Im Falle von »Das Ende aller Tage« allerdings muss ich zugeben, dass die vermeintliche Floskel Der provokanteste Thriller der Jahres! gar nicht so weit hergeholt ist. Ob es wirklich DER provokanteste Thriller 2009 ist, sei mal dahingestellt. Fakt ist allerdings: Der neuste Roman des Autorenduos Gear & Gear enthält eine Menge Sprengpotenzial.
»Das Ende aller Tage« - Inhalt
Hitzerekorde in Europa, Dürren in Südostasien, schmelzendes Eis in der Antarktis: Der Klimawandel hält die Welt in Atem. Alleine die gegenwärtige Hitzewelle, die den europäischen Kontinent fest in ihren Klauen hält, hat bereits Zehntausende Opfer gefordert. Und ein Ende ist nicht abzusehen.
Auch in der irakischen Wüste macht sich die Klimaveränderung bemerkbar. In brütender Hitze arbeitet die Forensikerin Maureen Cole hier daran, Massengräber auszuheben und die Toten zu identifizieren. Keine schöne Aufgabe, der sie nachgehen muss. Doch ihr neuster Auftrag erweist sich als noch zermürbender.
Das Kreuzfahrtschiff White Star befand sich auf dem Weg von den USA nach Israel. An Bord: Mehr als viertausend christlicher Pilger, Anhänger einer jungen Kirche, die auf Tempelberg für Frieden und Verständnis beten wollen. Die Reise steht von Anfang an unter keinem guten Stern. Überall auf der Welt empören sich Muslime über die Pläne der christlichen Pilger und unterstellen ihnen, sich auf einem modernen Kreuzzug zu befinden. Mitunter arten die Proteste auch in Gewalt aus, und in Jerusalem selbst hat es bereits erste Tote gegeben.

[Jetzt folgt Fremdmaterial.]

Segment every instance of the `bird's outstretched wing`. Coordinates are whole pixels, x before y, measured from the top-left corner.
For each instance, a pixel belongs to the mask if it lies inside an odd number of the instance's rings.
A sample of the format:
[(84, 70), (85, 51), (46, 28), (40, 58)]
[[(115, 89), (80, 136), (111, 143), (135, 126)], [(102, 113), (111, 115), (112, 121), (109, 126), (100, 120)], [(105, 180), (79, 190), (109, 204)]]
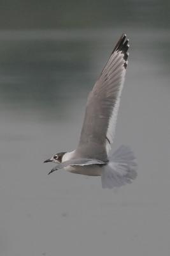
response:
[(127, 65), (128, 43), (123, 34), (89, 93), (77, 148), (81, 157), (108, 159)]

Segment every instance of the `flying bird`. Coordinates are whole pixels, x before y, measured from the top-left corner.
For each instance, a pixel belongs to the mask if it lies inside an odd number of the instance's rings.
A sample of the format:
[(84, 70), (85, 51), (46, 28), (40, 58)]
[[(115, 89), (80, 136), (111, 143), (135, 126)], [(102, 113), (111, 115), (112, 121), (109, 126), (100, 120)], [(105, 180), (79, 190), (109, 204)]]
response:
[(48, 174), (64, 168), (74, 173), (101, 176), (102, 187), (110, 189), (131, 183), (136, 177), (136, 160), (129, 147), (122, 145), (110, 154), (129, 48), (129, 40), (123, 34), (89, 95), (77, 148), (71, 152), (55, 154), (45, 161), (57, 164)]

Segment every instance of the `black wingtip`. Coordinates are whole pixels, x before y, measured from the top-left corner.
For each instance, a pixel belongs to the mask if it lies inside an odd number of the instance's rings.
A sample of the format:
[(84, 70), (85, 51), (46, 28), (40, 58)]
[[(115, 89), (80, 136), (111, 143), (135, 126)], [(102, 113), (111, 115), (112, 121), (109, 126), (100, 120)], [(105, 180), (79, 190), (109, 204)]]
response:
[(115, 47), (113, 53), (117, 51), (120, 51), (122, 53), (124, 54), (124, 59), (125, 60), (124, 63), (124, 67), (125, 68), (127, 68), (127, 58), (129, 56), (129, 52), (127, 52), (127, 51), (129, 50), (129, 39), (127, 38), (127, 35), (125, 33), (123, 33), (122, 36), (120, 36), (120, 39), (118, 40), (117, 44), (116, 44), (116, 46)]

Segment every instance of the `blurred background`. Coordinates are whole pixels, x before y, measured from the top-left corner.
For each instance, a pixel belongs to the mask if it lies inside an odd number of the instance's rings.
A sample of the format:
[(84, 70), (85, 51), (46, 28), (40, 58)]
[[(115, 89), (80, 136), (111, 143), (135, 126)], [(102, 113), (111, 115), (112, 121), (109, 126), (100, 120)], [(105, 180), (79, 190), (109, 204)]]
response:
[[(167, 255), (169, 1), (1, 1), (0, 256)], [(129, 65), (113, 150), (138, 177), (118, 191), (43, 161), (73, 150), (88, 93), (122, 33)]]

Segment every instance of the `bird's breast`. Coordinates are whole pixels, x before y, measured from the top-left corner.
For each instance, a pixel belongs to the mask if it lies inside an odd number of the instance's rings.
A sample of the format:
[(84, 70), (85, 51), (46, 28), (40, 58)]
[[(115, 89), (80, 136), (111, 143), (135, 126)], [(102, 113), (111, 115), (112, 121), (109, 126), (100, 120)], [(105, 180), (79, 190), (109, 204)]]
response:
[(101, 176), (103, 166), (97, 164), (91, 164), (86, 166), (68, 166), (64, 169), (73, 173), (81, 174), (88, 176)]

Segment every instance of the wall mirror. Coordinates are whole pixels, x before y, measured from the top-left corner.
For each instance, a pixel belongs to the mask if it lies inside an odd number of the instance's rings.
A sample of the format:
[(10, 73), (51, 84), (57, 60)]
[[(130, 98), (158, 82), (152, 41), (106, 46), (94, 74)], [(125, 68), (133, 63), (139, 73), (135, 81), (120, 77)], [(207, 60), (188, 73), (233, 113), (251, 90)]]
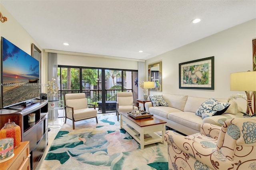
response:
[[(32, 44), (31, 48), (31, 56), (39, 61), (39, 82), (41, 84), (41, 57), (42, 57), (42, 52), (34, 43)], [(41, 86), (40, 86), (41, 87)], [(40, 88), (40, 93), (41, 93), (41, 88)]]
[(155, 84), (150, 90), (162, 92), (162, 61), (148, 64), (148, 81)]

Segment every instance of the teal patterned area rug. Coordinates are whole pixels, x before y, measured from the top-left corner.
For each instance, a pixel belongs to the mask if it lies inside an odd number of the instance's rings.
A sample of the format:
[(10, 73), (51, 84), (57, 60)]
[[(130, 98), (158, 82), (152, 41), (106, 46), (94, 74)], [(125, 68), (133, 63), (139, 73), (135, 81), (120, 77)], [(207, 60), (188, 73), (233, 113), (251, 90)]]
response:
[(167, 145), (146, 145), (144, 150), (120, 129), (115, 114), (75, 123), (67, 120), (49, 149), (41, 169), (168, 169)]

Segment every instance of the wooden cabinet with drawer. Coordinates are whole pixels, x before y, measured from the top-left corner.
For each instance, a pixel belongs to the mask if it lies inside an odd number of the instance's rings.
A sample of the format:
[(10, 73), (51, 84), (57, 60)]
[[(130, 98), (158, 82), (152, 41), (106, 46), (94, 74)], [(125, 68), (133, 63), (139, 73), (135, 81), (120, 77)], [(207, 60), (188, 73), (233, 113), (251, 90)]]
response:
[(1, 170), (30, 170), (29, 141), (21, 142), (20, 146), (13, 150), (14, 156), (10, 159), (0, 163)]

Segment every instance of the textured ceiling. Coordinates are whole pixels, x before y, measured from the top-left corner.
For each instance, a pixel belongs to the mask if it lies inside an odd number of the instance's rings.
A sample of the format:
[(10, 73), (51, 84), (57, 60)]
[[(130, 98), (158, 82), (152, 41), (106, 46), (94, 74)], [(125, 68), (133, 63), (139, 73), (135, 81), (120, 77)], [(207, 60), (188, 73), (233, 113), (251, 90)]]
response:
[(256, 0), (0, 2), (43, 49), (143, 60), (256, 18)]

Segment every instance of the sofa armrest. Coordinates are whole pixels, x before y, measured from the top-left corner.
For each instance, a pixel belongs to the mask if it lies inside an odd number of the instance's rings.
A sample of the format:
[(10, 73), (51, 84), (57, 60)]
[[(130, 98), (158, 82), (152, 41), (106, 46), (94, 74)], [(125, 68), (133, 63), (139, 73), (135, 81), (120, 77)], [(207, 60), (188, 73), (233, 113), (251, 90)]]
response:
[(236, 114), (231, 113), (224, 113), (221, 115), (210, 116), (205, 118), (203, 119), (203, 123), (208, 123), (212, 125), (217, 125), (221, 126), (222, 124), (220, 123), (218, 121), (221, 119), (225, 118), (236, 118), (243, 117), (243, 114), (241, 113), (238, 113)]
[(200, 133), (201, 134), (215, 139), (218, 139), (221, 130), (221, 127), (217, 125), (208, 123), (201, 125)]
[(153, 107), (153, 104), (152, 102), (147, 102), (145, 103), (145, 108), (146, 108), (146, 111), (149, 113), (149, 107)]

Dann, urplötzlich, bricht jeglicher Funkkontakt mit der Besatzung der White Star ab. Dem ausgeschickten Erkundungsteam bietet sich ein Bild des Grauens: Alle sich an Bord des Schiffes befindlichen Menschen sind tot! Maureen Cole und weitere hochqualifizierte Wissenschaftler werden hinzugezogen, die Todesfälle zu untersuchen. Doch selbst den Experten fehlt jegliche Erklärung für den gleichzeitigen Tod von mehr als viertausend Personen.
Während radikale Muslime rund um den Globus feiern und den Tod der Pilger als Zeichen Allahs sehen, interpretieren fundamentalistische Christen allen voran der Sohn des Initiators der Pilgerreise die Todesfälle als Folge eines feigen terroristischen Akts. Mehr noch: Überzeugt davon, das Ende der Welt sei gekommen (in Form der immer schlimmer werdenden Klimaveränderungen), sehen sich einige Fanatiker von Gott damit beauftragt, in die letzte Schlacht zu ziehen. Schon bald erfolgt der erste Gegenschlag in Form eines christlichen Selbstmordattentäters.
Ein gnadenloser Kampf der Kulturen droht. Die Spirale der Gewalt dreht sich immer schneller. Und mittendrin befindet sich Maureen, die nach einer Aussage, die sie unüberlegt während einer Pressekonferenz gegeben hat, zur Zielscheibe radikaler Moslems wird ...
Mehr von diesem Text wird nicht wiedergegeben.